Nicolas Lacroix-Pépin Ph.D.
Nicolas Lacroix-Pépin Ph.D. Thérapeute Scientifique - spécialiste en périnatalité

Gestion de la douleur

Comment vivre un accouchement sans souffrir

Cycle de la douleur

Cycle de la douleur pour l'accouchement

Niveau hormonal, le corps à un mécanisme puissant de gestion de la douleur, les endorphines! Cependant, elles n'agissent pas en présence d'adrénaline et de cortisol. D'où la grande importance de les favoriser lors de l'accouchement pour éviter la douleur qui peut devenir souffrance.

Les pères sont beaucoup plus facilement dans l’adrénaline que dans les endorphines lors d’un accouchement. Décuplée par leur sentiment d’impuissance. Ce qui les mène souvent à des réactions de fuite (distance, épidurale). Ils doivent comprendre que plus ils favorisent le calme et les endorphines de leur conjointe, plus ils l’aident. En effet, plus cette dernière tombe dans l’adrénaline et dans le cortisol, plus son travail sera ralenti et sa douleur augmentée. On favorisera son bien-être. Une maman dans les endorphines, est dans l’effort, mais pas dans la douleur. Le meilleur exemple que je puisse donner est la course. Au bout de 10 Km, on a mal aux jambes, mais c’est un mal d’effort, une douleur de muscle qui travaille, pas la même douleur qu’une blessure.

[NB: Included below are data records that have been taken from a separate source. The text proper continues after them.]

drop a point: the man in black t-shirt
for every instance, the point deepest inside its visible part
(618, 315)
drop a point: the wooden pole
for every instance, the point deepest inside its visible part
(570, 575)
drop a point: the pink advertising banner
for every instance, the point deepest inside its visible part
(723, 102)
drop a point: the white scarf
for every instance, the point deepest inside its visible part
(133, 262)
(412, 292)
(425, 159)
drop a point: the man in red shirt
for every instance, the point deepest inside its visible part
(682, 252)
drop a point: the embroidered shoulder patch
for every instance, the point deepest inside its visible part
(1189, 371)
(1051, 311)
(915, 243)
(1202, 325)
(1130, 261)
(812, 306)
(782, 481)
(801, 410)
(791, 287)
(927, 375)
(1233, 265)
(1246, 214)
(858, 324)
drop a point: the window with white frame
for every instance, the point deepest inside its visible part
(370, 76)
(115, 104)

Voici donc quelques moyens pour soulager la douleur. Plus de moyens sont décrits lors des rencontres prénatales ou peuvent être enseignées gratuitement tel que les petits ateliers d’acupression.

 

Comment soulager la douleur

Méthodes de gestion de la douleur naturelles

  • Points d’accupression:

On peut exercer la pression au début de chaque contraction ou d’une façon régulière et douce que l’on intensifie pendant la contraction. Ces point d’acupression dérivés de l’acupuncture vont diminuer la douleur en stimulant les endorphines, en créant un signal parallèle et avoir plusieurs autres effets bénéfiques. Certains poins si bien utilisés peuvent stimuler la descente lors des premier et second stades du travail, peut stimuler les contractions utérines, stimuler un bébé postérieur à se repositionner, stimuler l’effacement et la dilatation, etc...

  • Respiration

La respiration est un facteur clé de la gestion de la douleur. Une respiration calme aide à bien oxygéner les tissus et rend le tout un peu plus facile. Ceci diminue entre-autre la formation d’acide lactique et la fatigue musculaire. L’hyperventilation et le blocage respiratoire sont deux effets néfastes qui mène rapidement à des boucles de stresse autant psychologique que physique rendant l’effort beaucoup plus intense.

D’ailleurs, simplement décrisper les mâchoires aide grandement à la dilatation. Comme les sage-femmes disent, "bouche molle - col mou". Il s’agir du principe général qui veut que l’on ne peut pas crisper une région et rendre une région souple en même temps.

La respiration doit être abdominale et dirigée par l’expiration, ce qui est souvent l’erreur. En forçant une respiration abdominale à l’inspiration, on pousse les organes vers le bas alors qu’on souhaite l’effet inverse. On concentre donc l’effort sur une expiration lente et constante sur quelques secondes. L’inspiration se fera d’elle-même sans qu’on aie à la contrôler.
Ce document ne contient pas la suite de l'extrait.